In below-freezing January winds, they set up steel tilt racks on the roof to hold 16 panels and wired the system to a solar inverter, making the power usable in the house and able to feed back into the electrical grid. The team from Brooklyn SolarWorks, an installation company with 21 full-time employees, finished the job around sunset.

The contract cost about $27,000. But James Luria, a media consultant who has only owned the house for six months, expects to pay around $3,000 for the installation. “It was the obvious thing to do,” Luria said.

Among the reasons for the cut price: a 30 percent federal tax credit, 25 percent New York state credit, 20 percent off property tax in New York City and a net-metering policy that allows homes to sell their excess solar power back to the grid. While the incentives vary across states, places like California, Massachusetts and South Carolina have made solar increasingly attractive for individual homeowners as much as corporations, and the average cost of a solar installation has dropped more than 70 percent since 2010. New York aims to have 50 percent of the state’s energy come from renewables by 2030.

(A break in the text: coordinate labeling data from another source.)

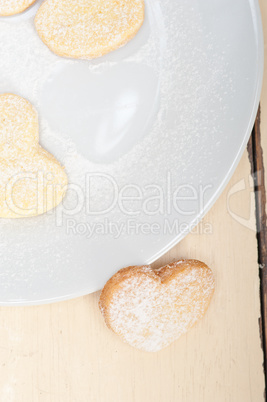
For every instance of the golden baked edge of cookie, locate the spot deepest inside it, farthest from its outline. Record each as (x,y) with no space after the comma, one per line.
(89,55)
(163,275)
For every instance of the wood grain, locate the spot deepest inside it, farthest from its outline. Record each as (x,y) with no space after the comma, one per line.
(64,352)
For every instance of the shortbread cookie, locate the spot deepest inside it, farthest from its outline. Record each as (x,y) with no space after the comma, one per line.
(32,181)
(149,309)
(87,29)
(11,7)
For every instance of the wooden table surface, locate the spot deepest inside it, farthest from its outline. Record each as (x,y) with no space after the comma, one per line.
(64,353)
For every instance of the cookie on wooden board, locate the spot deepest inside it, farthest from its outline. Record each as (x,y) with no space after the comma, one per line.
(149,309)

This rapid growth and promise of a rosy future is part of the reason for the concern over Trump’s recent tariffs. The 30 percent markup on solar cells from overseas — which ultimately falls to 15 percent over the next four years — could lead to a net loss of 23,000 American jobs, according to the Solar Energy Industry Association. Analysts at GTM Research predict an 11 percent reduction in panel installations over the next half decade while Bloomberg reports that installation costs will increase 3 percent for residences, 4.4 percent for commercial projects and nearly 9 percent for utility-scale facilities like solar farms.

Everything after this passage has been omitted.